Advanced X-Propagation Sign-off Methodology for Network Security Chip

II. Goal: Eliminate X-Propagation Problems

X-propagation issues are far less prevalent during design issues compared with the number found during RTL linting and clock domain crossing analysis.

However, even one X-bug can lead to incorrect behavior under certain conditions and cause a chip failure; further, identifying that type of bug in silicon is extremely hard.

Our objective was to develop a more advanced sign-off methodology so our RTL designers could sign-off early in our design flow that their design modules had no X-propagation errors.

III. Initial Methodology: Analysis during Simulation Only

Our earlier methodology only involved doing X-propagation analysis during simulation, using existing simulation stimulus.

Doing X-propagation analysis during simulation had value; however, we risked missing issues because simulation’s dynamic analysis approach inherently relies on the simulation test patterns. X-propagation can only be identified if there is a test pattern that enables catching it.

Simulation is not exhaustive. The tests are randomized and don’t cover all possible scenarios, so coverage is limited by the tests run. Potential X-optimism and X-pessimism issues during simulation are described below.

IV. Methodology Advancement: Adding X-Propagation Static Sign-off

We decided to augment our methodology to include X-propagation static analysis and sign-off during the RTL design process. We use Real Intent’s Meridian RXV X-propagation sign-off tool.

X-Propagation Static Analysis

IV-1. Constraining the Design for X-Propagation Sign-Off

To properly constrain the static analysis, our designers input the clocks, the resets (including reset duration and the order in which the resets are released), and the module inputs list. This is straightforward and fast to set up for the majority of our blocks.

Our goal is to minimize noise in the violations reported to make our review process as efficient as possible. So, for modules with unusual complexity, such as third-party IP with multiple resets and clock domains, we provide additional constraints to show design intent, which reduces noise in the violation report.

One example is that a good design rarely reads from a FIFO unless it has been written into. To prevent false-positive violations showing the data coming out of the FIFO is all X’s, we add a static analysis constraint saying if the read enable to the FIFO is asserted, assume the data stored in the FIFO is valid, and not an X value.

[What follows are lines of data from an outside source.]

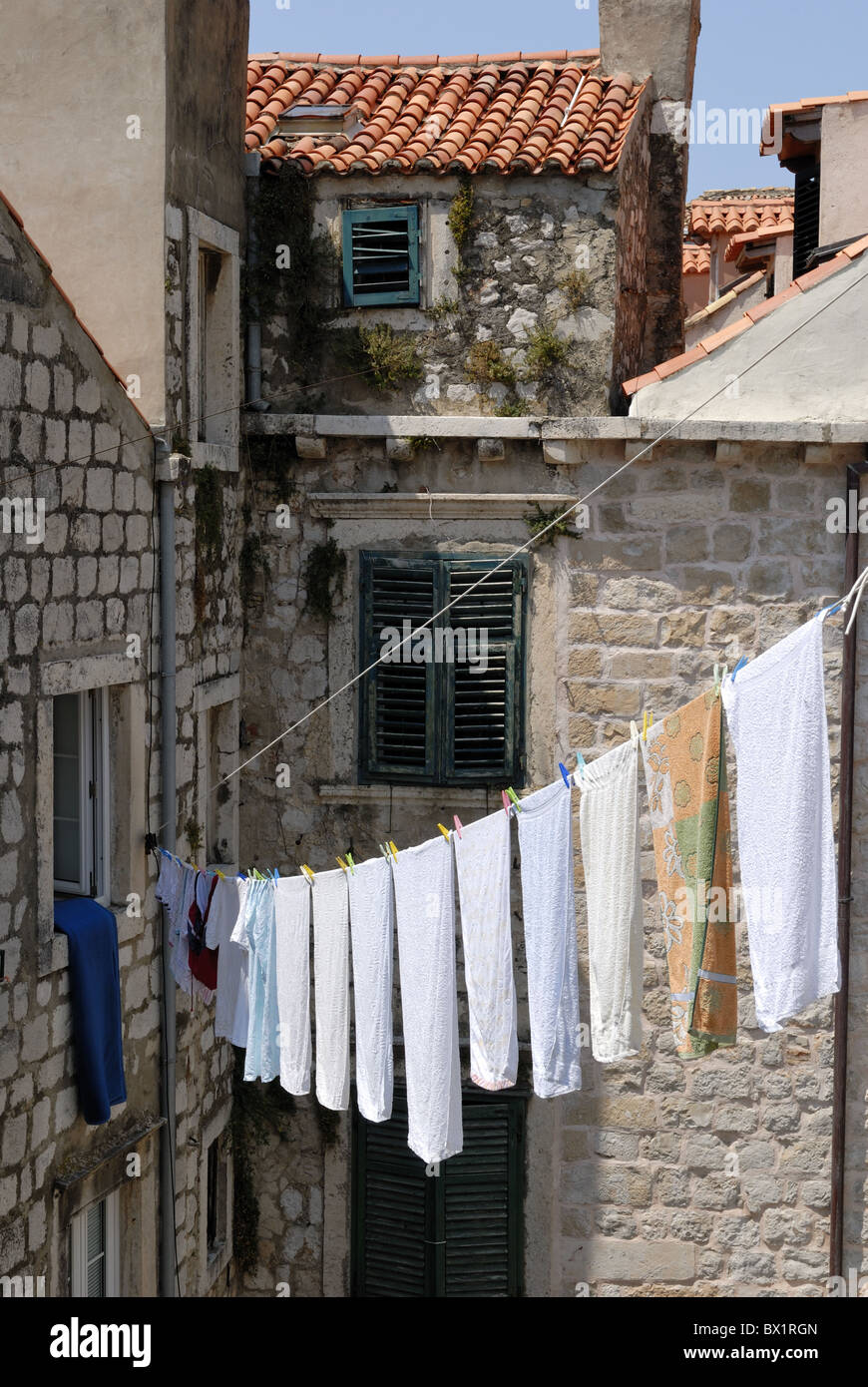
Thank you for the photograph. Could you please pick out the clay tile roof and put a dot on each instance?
(694, 259)
(509, 113)
(742, 210)
(68, 301)
(751, 315)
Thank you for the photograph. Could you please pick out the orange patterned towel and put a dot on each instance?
(685, 771)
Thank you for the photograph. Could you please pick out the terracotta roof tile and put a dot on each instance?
(516, 113)
(749, 318)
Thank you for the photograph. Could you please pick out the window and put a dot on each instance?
(95, 1250)
(381, 255)
(454, 1233)
(81, 793)
(447, 706)
(806, 216)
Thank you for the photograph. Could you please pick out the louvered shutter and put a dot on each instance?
(398, 710)
(806, 218)
(483, 704)
(454, 1234)
(451, 720)
(380, 255)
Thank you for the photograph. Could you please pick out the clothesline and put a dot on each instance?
(247, 938)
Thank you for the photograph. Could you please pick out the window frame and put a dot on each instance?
(111, 1248)
(440, 684)
(95, 810)
(359, 216)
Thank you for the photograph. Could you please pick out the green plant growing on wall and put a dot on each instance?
(545, 352)
(576, 287)
(561, 522)
(487, 365)
(459, 221)
(258, 1110)
(324, 573)
(386, 355)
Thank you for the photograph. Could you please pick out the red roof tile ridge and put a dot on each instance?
(749, 318)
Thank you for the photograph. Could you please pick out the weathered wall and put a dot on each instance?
(527, 237)
(671, 1180)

This leads to a more precise list of likely errors to review. As our static analysis tool and methodology improves, we expect to need fewer constraints for our more complex blocks.

IV-3. Using waveforms for debug

Debug efficiency is also a key element of our methodology. When a violation is reported, our designers primarily use the static analysis tool’s integrated waveform viewer to view the X-optimization errors and do root cause analysis to trace the original X-source.

It’s this order of how things happen which matters. The very first uninitialized flop is the source of the problem; once something goes X it has a ripple effect on the design. So, we look at the waveform see where the X came from and where it propagated. When we want to debug a violation, we then right click on the waveform to open the schematic.

Below is a representative design analysis to determine the root cause of an X-bug.

X from “flop_b1” propagates to “flop_b2”, causing an X-optimism failure

VI. X-Propagation Sign-Off Result: Found X-Bug Missed by Simulation

Our new, advanced X-propagation static sign-off approach caught an X-optimism bug in a multimillion-gate proprietary in-house network design that was missed during simulation-based X-propagation analysis.

The X was getting cleared by the course of the stimulus due to the combination of the order in which events occurred and the way the patterns were sent in the simulator. The result was that the bad state was flushed out before an input came in. Our initial simulation debug required months of effort.

Our static X-propagation sign-off methodology quickly identified all the X-propagation issues, including the missed X-bug. First, a low-effort functional analysis found all problem flip flops. Second, a higher-level effort analysis filtered the harmless X sources (flip flops with X’s that did not propagate). The debug process was rapid because we had prioritized views in our X-propagation reporting.

Conclusion

We now have several designer engineers running X-propagation static sign-off during the RTL design stage – before simulation – to catch the X-related design bugs and eliminate the avalanche effect of X-propagation.

Our experience is that it’s best to have the design engineer with intimate knowledge of the specific module run the static analysis to find and debug any X-propagation issues. It would be highly difficult for an engineer to do the analysis and debug without that depth of knowledge.

We expect X-propagation static analysis and sign-off to be a continuing requirement given the inherent error potential for X-bugs due to the nature of designs and partitioning. Different modules are coded differently or by different people — a control signal may go from module A to module B, where module B doesn’t know that module A didn’t reset.

This enhanced approach is becoming part of our sign-off process.